My doubt is if it's ok, and second, if spiders get confused with this statements.
Should I remove this code and let them choose?
Gus
<!DOCTYPE html PUBLIC "-//W3C//DTD HTML 4.01 Transitional//EN" "http://www.w3.org/TR/html4/loose.dtd">
<html lang="en">
<head>
<title>HTML 4.01 Transitional template</title>
<meta http-equiv="Content-Type" content="text/html; charset=iso-8859-1">
</head>
<body>
... content here ...
</body>
</html>
Note that having a DOCTYPE is obligatory, as is defining the content language and the charset, so don't remove them, or your pages will no longer be valid. Using the meta tag to define the language is fine too, but my version is shorter!
W3C Reference:
Gobal Structure of an HTML Document [w3.org]

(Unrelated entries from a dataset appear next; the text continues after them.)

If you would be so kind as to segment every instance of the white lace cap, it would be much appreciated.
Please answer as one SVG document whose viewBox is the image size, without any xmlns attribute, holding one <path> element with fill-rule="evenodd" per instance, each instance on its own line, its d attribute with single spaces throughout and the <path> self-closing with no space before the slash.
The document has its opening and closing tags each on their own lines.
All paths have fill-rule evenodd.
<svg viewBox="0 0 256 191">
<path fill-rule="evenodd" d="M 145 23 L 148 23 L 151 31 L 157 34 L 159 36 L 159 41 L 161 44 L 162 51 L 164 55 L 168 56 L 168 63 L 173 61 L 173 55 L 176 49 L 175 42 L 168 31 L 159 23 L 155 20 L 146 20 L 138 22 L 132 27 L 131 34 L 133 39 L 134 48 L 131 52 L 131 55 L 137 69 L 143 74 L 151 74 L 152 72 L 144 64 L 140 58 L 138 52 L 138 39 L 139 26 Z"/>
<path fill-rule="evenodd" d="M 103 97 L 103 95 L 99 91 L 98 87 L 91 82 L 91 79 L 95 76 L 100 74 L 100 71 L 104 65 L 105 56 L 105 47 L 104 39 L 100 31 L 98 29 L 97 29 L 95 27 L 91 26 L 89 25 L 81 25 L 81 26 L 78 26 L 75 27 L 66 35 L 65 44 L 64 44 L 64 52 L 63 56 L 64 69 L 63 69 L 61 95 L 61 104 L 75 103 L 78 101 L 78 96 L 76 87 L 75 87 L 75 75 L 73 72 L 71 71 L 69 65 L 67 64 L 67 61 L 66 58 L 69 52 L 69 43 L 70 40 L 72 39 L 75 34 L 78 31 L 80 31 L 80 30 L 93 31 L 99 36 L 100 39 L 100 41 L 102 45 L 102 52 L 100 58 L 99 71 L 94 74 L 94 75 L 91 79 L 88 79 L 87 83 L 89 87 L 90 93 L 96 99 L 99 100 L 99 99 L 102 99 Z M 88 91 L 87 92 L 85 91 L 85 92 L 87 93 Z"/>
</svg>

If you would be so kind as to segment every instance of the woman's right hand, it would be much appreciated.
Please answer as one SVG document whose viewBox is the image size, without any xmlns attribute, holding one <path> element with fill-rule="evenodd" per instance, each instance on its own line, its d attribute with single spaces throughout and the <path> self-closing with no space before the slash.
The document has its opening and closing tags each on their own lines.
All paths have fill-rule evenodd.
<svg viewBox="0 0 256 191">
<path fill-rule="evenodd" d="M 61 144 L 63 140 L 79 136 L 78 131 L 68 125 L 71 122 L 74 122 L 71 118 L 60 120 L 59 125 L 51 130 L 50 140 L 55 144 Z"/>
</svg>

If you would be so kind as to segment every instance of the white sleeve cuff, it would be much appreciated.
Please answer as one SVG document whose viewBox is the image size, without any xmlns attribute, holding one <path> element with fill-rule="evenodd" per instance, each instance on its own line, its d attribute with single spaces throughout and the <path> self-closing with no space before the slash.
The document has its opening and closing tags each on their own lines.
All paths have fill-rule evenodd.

Try the following template - if the new DOCTYPE causes problems, you can remove the w3.org url part to force newer browsers into quirks mode rather than standards-compliance mode.
You know, I used to do this back in the beginning of my career in validation. It was recommended that I remove the DTD reference due to a problem I was having with a top margin in IE. Removing the DTD reference cleared it up.
But, you know what, I found out that was not the problem. It was something I had in my CSS that was causing the issue. When you force a browser into quirks mode, you are defeating the sole purpose of validation and using the DOCTYPE to begin with.
I no longer recommend that you use shortened DOCTYPEs. Always use the full reference. If you run into problems at the browser level, it is not the browser or the DOCTYPE, it is your css or html that is causing the problem.
The value of the Content attribute of the META element is the same as the value of the Content-Language header in HTTP; i.e, a comma-separated list of language codes. For example: <meta http-equiv="content-language" content="fr,en">
From the W3C - Primary Language in HTML [w3.org]
The reason for recommending META as opposed to the HTML element with the lang attribute are: N-lingual document could be specified. For example, a bilingual French/Spanish document can be specified. The language(s) would be transmitted in the Content-Language field of HTTP header.
should be before the TITLE tag.
I have had several people write to me to tell me that for some websites, mainly those using languages where the use of that language requires downloading extra character set support for the browser, that if the title was first then the title displayed at the top of the browser window was corrupted, but if the title was second then it displayed OK. One of those concerned characters in Chinese. This may be a browser issue/bug rather than to do with official specifications. I haven't tried replicating the alleged behaviour.